While it’s hard to argue against Clark Gregg‘s Agent Phil Coulson being the unexpected breakout character of the Marvel Cinematic Universe — the guy went from being a background character in Iron Man to the lead role in a television series — a close second has to be Tom Hiddleston‘s Loki.
Hiddleston’s portrayal of the shape-shifting trickster god Loki in Thor and The Avengers has been embraced by audiences so strongly that it has threatened to overshadow the character’s heroic brother Thor. What’s most surprising about it is that no one — not even Hiddleston himself — would have thought of the actor as having supervillain potential before Thor. In a conversation with The New York Times, he speaks about his surprising success and his acting roots.
Though Hiddleston has an acting career that any classically trained actor would be envious of, Thor is what obviously broke him through to mainstream audiences. He confesses that it is still very weird to him to have gained fame outside of the type of acting he was trained for. He says, “The fame thing is so odd. It’s interesting that I’ve had that wide impact in a role that is so unlike me.”
Despite his fame and skill, Hiddleston admits he doesn’t know exactly when he first thought about acting, revealing, “It’s rather like a murmuration of swallows. You can’t tell which bird made the first move, it just takes shape. I’m wary of imposing narratives from a safe distance. It’s always more arbitrary than it seems.” However, he admits that a life-changing moment happened in his early teens. He reveals, “I saw Richard Eyre’s production of Ibsen’s John Gabriel Borkman, and it hit me like a train. I had that wonderful Alice-down-the-rabbit-hole experience of developing an insatiable appetite for watching and reading that I think is very particular to those adolescent years.”
Hiddleston received some roles while attending Eton College and Cambridge University, including two HBO movies, but instead of launching right into an acting career he decided to go to drama school at the Royal Academy of Dramatic Arts because according to him, “I thought, ‘I’m not trained, and I’ve been lucky.'” While the education he received there was valuable, he realized that taking himself out of the running for three years hurt him professionally. He explains, “I kept a diary, with all the details of every audition. After about three months, I had to stop, because it was a catalog of failure, a long list of jobs I had failed to get.”
While he received stage work, especially after Kenneth Branagh took notice of him, television and film remained elusive.

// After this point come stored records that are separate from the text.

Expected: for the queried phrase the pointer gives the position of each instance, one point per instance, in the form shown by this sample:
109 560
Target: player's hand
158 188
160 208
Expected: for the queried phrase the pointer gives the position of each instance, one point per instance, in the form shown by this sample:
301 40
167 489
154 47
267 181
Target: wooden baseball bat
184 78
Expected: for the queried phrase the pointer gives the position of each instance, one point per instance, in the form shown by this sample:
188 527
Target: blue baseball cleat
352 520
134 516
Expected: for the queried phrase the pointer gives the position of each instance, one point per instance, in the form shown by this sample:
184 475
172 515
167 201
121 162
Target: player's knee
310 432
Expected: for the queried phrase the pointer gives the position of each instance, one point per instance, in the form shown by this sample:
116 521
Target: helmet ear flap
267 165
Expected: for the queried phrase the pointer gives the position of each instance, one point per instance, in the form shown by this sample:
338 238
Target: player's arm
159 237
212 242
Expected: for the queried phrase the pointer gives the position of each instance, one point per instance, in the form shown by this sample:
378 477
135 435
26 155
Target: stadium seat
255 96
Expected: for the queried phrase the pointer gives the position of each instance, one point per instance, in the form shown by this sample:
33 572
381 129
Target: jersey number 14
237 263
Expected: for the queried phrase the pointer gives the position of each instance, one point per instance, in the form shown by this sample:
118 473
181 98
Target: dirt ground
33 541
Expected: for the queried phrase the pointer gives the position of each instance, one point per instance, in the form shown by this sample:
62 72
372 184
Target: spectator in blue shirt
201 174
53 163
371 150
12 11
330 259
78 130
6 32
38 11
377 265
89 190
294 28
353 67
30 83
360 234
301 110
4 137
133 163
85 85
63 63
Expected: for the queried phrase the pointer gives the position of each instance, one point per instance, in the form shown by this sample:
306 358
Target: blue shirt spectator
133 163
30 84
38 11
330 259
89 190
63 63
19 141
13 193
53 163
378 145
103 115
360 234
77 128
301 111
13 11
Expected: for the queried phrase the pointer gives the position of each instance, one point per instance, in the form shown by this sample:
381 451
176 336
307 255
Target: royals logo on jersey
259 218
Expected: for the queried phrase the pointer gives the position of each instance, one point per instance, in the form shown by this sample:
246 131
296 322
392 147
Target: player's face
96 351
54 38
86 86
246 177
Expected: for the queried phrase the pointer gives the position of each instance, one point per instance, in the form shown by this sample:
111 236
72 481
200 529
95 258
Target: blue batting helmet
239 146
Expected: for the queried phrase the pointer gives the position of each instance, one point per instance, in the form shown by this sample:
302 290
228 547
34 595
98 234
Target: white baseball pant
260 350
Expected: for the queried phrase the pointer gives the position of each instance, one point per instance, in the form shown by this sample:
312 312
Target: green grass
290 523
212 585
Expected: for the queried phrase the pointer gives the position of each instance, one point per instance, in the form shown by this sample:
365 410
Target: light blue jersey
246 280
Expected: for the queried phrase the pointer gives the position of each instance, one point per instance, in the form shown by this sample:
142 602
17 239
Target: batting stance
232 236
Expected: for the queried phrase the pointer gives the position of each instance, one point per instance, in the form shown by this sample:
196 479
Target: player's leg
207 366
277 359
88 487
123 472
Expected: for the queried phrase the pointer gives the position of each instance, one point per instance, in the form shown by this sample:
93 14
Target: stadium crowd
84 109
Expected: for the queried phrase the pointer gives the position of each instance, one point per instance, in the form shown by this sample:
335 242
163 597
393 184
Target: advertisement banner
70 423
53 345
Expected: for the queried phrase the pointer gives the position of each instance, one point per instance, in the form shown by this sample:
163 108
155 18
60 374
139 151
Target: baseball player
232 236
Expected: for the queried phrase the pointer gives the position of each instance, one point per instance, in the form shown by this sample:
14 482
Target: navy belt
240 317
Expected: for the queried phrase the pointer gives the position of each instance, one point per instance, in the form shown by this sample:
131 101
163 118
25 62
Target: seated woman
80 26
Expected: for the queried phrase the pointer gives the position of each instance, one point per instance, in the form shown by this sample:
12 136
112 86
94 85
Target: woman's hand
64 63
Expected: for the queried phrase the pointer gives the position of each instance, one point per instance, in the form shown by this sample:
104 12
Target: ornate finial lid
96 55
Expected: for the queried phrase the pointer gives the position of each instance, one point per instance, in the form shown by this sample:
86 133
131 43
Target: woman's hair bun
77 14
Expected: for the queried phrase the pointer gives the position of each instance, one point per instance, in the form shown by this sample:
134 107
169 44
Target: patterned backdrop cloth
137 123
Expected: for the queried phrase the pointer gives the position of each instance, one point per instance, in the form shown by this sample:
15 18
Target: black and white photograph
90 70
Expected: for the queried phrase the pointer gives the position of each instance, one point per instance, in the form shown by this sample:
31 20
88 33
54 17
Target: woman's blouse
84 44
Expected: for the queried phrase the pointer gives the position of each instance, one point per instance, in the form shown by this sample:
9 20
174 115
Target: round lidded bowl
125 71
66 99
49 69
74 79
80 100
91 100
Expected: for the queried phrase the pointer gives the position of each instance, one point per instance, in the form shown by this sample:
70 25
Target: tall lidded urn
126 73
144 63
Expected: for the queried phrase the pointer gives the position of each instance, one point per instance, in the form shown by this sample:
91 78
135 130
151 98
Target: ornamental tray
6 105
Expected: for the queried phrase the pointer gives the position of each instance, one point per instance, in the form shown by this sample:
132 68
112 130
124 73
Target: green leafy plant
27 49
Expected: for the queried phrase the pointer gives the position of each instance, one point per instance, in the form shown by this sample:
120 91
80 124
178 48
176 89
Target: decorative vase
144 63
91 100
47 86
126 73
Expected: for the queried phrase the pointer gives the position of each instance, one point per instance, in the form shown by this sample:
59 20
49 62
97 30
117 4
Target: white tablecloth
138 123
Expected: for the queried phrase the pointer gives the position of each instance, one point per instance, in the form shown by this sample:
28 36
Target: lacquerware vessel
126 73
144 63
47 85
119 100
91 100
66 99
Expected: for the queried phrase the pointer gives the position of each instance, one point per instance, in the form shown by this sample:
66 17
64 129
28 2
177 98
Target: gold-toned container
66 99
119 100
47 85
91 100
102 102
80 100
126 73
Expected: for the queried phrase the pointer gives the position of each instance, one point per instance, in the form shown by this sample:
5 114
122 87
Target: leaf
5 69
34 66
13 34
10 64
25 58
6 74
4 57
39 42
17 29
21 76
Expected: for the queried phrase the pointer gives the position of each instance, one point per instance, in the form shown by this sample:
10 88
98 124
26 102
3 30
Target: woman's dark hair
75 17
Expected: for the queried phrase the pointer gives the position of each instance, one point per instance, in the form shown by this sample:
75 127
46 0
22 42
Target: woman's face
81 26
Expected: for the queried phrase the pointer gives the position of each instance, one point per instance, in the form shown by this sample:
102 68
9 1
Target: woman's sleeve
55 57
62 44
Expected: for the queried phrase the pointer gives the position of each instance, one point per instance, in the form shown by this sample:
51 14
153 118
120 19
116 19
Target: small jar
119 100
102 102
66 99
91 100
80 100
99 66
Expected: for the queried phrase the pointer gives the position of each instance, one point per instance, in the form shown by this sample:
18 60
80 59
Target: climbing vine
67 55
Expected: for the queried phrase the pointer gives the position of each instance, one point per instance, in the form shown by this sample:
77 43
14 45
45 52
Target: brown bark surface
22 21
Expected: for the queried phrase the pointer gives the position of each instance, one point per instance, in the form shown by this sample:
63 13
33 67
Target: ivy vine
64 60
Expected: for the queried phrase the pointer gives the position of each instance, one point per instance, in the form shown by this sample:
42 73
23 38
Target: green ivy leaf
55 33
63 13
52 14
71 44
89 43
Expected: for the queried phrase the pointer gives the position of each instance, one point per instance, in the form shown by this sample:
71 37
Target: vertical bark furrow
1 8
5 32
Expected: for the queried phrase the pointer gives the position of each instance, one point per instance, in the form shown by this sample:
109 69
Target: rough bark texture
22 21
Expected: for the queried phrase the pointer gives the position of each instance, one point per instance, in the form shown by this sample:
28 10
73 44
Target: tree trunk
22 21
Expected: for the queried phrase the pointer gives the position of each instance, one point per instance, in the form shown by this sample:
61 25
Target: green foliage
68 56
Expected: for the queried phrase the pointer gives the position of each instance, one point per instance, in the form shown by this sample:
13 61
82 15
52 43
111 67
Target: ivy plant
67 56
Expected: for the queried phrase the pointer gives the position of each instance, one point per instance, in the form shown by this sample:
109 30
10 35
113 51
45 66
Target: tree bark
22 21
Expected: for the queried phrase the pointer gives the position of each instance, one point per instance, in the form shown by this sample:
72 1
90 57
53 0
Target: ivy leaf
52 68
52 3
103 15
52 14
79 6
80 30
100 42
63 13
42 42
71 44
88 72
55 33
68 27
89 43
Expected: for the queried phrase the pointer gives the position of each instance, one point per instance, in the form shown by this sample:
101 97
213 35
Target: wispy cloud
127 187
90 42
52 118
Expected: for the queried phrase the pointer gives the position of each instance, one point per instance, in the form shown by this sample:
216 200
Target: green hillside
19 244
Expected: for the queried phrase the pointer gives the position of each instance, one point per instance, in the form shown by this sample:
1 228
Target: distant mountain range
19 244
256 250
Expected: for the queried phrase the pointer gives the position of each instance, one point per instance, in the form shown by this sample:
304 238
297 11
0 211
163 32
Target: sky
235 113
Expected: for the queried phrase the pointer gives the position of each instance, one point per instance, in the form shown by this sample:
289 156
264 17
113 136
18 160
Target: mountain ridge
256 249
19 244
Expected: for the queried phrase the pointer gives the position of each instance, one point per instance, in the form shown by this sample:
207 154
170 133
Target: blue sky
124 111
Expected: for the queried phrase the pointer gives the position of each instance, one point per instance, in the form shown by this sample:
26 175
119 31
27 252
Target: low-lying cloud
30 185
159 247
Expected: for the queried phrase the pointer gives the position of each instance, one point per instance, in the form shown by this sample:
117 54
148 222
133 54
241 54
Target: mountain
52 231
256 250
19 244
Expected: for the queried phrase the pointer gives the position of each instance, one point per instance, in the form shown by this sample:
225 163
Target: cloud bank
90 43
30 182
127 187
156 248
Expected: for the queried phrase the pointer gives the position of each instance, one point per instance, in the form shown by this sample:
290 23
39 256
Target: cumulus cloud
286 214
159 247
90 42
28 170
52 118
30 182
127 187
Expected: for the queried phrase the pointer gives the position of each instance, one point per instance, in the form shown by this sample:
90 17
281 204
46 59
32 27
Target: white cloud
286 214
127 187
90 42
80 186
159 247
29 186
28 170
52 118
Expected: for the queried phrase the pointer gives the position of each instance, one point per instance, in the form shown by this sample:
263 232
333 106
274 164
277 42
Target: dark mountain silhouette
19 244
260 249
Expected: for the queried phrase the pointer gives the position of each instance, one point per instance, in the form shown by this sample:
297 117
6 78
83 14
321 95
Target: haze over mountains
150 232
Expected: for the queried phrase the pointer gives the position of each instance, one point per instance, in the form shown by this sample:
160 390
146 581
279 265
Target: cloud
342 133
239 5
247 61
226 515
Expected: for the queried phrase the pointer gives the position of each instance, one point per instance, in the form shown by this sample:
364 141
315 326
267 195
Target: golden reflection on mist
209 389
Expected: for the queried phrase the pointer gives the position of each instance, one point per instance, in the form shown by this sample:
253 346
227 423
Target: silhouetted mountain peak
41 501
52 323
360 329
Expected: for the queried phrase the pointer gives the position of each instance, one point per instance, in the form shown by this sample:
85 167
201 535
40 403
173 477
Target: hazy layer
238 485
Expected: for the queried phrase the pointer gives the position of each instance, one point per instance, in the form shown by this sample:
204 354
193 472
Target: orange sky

He recalls showing up in Los Angeles for casting for pilots, pointing out, “You would turn up for every audition, and there would be a line of identical tall, blond 29-year-olds. It was incredibly stressful. I didn’t sleep and I didn’t get any parts.”
But that connection with Branagh paid off when Branagh was hired to direct Thor and he recommended Hiddleston for Loki’s part. Though the villain role in a big-budget franchise film wasn’t something Hiddleston ever anticipated, his instincts told him that it was a golden opportunity. He says, “I think before, my own fear of both success and failure would have stopped me. But I knew Ken knew what I could do, and I remember thinking: ‘I am never going to get closer. I might as well go for it.’ I put on 25 percent more muscle, got down to 7 percent body fat, knew my lines inside out. I was a man possessed.” His dedication paid off, and Hiddleston has since embraced the character in a way that is so charming that it’s impossible not to root for both of them — Loki and Hiddleston, I mean.
However, in between his appearances as Loki, Hiddleston has kept up his Shakespearean acting. His next role will be the lead in Coriolanus on stage, which will be broadcast on National Theatre Live next year. When asked how he shifts from big-budget superhero films to Shakespeare with easy, Hiddleston reveals, “Your job as an actor is to find a way of being truthful in those particular circumstances. After that it is simple.”